Because I searched a long time to find something satisfying this is quite a good basis if you want to create a sunrise animation with lights (I used yeelights)
That’s actually minutes. Because a Yeelight bug you cannot make the transitions very long (I don’t know what is the limit but I picked 60 after some trial and error). After that I wait a few minutes to start the next transition to slow it down a bit. Everything is executed in parallel so it doesn’t override the transition.
Still relatively new, but could you explain how this is triggered?
The trigger ( {{ 1==1 }} ) doesn’t make much sense to me, but the alias is interesting as I’d like this to automatically trigger when my Android phone alarm is set!
You first have to add a sensor time the time is calculated in this particular way because you have to convert it from string to time as explained by pnbrucker. The sensor.Alarm is an sensor which is created by the HTTP endpoint and send from my phone using tasker, autoalarm and Clocktask (all apps from the playstore). There are many tutorial on the internet how to do this.

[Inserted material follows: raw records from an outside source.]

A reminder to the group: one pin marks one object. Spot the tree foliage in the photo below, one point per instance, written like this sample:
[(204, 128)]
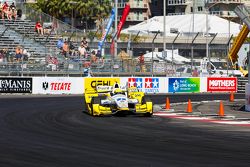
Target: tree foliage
[(87, 9)]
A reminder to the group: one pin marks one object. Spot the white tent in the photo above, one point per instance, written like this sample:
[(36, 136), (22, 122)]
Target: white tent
[(158, 56), (151, 25), (186, 24)]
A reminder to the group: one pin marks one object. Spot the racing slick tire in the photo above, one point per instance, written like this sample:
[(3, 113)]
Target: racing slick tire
[(144, 101), (95, 100)]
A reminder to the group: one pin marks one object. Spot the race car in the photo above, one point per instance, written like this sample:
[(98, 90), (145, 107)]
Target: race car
[(112, 100)]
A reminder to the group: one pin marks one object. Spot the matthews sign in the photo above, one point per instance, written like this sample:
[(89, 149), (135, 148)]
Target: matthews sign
[(15, 85)]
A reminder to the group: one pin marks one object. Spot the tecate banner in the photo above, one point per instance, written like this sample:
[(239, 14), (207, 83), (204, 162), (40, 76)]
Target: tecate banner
[(15, 85), (58, 85), (221, 84), (184, 85), (147, 84)]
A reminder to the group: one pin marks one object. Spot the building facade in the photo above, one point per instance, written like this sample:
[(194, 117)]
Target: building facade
[(139, 11), (221, 8)]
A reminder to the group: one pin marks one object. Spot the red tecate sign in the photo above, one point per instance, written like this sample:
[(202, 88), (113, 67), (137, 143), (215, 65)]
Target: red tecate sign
[(222, 84)]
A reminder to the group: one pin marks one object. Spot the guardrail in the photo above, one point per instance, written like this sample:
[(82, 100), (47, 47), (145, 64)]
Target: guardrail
[(149, 85), (52, 65)]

I set up a task that first gets the alarm time using ‘AutoAlarm’ and then I send the time to Home Assistant using this command: curl -X POST -H "Authorization: Bearer %HASS_TOKEN" -H "Content-Type: application/json" -d '{"state": "%taskertime", "attributes": {"unit_of_measurement": "HH:MM", "friendly_name": "Alarm"}}' 192.168.1.200:8123/api/states/sensor.alarm
Where you have to have to generate a token (which can be done from the graphical user interface Account > Long Lived Access Token).
And to activate it I have a Profile which states Next alarm changed -> Execute the task described above. This Next alarm changed can be triggered by the ‘ClockTask’ app.
All in all it’s quite a hassle but it works perfectly, and doesn’t mess with your android alarm or anything so you can just set your alarm the way you are used to.